El presidente de Bolivia, Evo Morales, renunció después de casi 14 años en el poder. Afirmó ser víctima de un “golpe cívico, político y policial”. Dimitió porque no le quedaba de otra.
Poco después de que la Organización de los Estados Americanos (OEA) emitiera su veredicto sobre el proceso electoral, detectó graves irregularidades que apuntaban al fraude. El aparato del partido oficialista –el Movimiento Al Socialismo (MAS)– rompió las reglas del juego más básicas.
Las elecciones del pasado 20 de octubre, en las que Morales se autoproclamó vencedor, detonaron la convulsión social en el país andino. Ante la degradación de la situación, Morales decidió anular las elecciones y convocar a nuevas, a las que no puso fecha; buscaba bajarle volumen a la escalada de tensión y violencia. Sus adversarios no le creyeron, al contrario, aceleraron el conflicto. A la crisis de legitimidad presidencial se sumó un desplome de la credibilidad, pero también algo crucial: la intervención del Ejército. El comandante en jefe de las fuerzas armadas Williams Kaliman –con varias unidades de la Policía en abierta rebelión–, fue el último en sumarse.
Y en ese momento cambió la ecuación.
Aún falta evidencia, aunque sobre suspicacia para entender porqué se cayó el presidente de Bolivia. Porque no se cayó solo.

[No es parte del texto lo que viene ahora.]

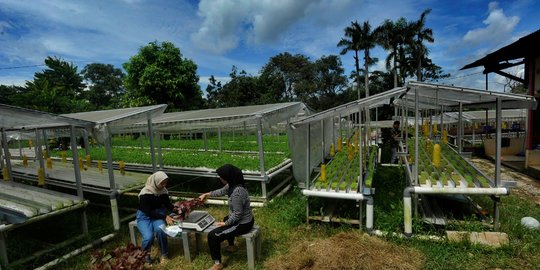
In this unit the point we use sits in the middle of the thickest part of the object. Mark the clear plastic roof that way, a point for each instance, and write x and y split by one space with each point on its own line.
17 118
433 96
352 107
318 131
476 116
270 114
124 116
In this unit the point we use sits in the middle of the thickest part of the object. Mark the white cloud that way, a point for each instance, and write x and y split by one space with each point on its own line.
281 23
499 27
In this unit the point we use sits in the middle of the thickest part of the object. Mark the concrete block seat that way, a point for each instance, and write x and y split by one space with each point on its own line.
253 241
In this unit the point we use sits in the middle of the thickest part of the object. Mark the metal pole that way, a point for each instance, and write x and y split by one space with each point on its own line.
308 170
415 173
39 153
498 155
3 249
112 184
7 154
108 153
261 153
219 139
441 123
460 127
205 140
86 144
360 160
151 138
322 141
46 141
160 154
78 180
19 144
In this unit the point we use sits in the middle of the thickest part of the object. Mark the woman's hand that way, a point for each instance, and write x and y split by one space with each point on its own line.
169 220
204 197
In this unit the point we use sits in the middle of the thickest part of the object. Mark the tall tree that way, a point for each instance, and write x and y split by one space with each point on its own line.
213 91
57 89
290 77
421 33
159 74
330 83
105 85
243 89
352 42
368 40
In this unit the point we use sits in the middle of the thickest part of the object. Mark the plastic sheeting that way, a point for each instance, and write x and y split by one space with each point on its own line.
434 96
512 115
324 128
113 120
232 117
17 118
306 154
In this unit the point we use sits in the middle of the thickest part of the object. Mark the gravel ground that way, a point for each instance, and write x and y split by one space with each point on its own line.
526 185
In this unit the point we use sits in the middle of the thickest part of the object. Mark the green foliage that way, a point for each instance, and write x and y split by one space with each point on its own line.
286 212
105 83
159 74
293 74
57 89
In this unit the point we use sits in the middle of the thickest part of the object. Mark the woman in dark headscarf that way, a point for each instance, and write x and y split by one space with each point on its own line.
153 203
240 219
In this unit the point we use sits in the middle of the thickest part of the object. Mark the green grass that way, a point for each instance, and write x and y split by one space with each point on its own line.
283 224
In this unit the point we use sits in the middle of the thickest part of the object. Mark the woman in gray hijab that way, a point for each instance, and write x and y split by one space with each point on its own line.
154 203
240 219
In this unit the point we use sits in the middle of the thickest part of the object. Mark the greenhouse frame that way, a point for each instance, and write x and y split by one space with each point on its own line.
313 138
24 204
257 118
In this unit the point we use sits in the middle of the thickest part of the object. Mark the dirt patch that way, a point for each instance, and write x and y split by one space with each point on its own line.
526 185
350 250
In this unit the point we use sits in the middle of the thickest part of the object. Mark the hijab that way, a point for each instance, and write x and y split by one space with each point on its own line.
152 184
232 174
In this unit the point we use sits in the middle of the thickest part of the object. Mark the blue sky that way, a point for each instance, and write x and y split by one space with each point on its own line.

EL MONJE INMEDIATO: El 28 de octubre, no hace ni un mes, el presidente de México informó en redes sociales: “Felicité por teléfono al presidente electo Alberto Fernández, de Argentina y a Evo Morales, presidente de Bolivia, quienes triunfaron en elecciones libres y democráticas en sus países”. El primero ya vino a presentar sus respetos. ¿El segundo vendrá lamerse las heridas? El Gobierno de México ha ofrecido asilo al expresidente Evo, que no resultó tan longevo.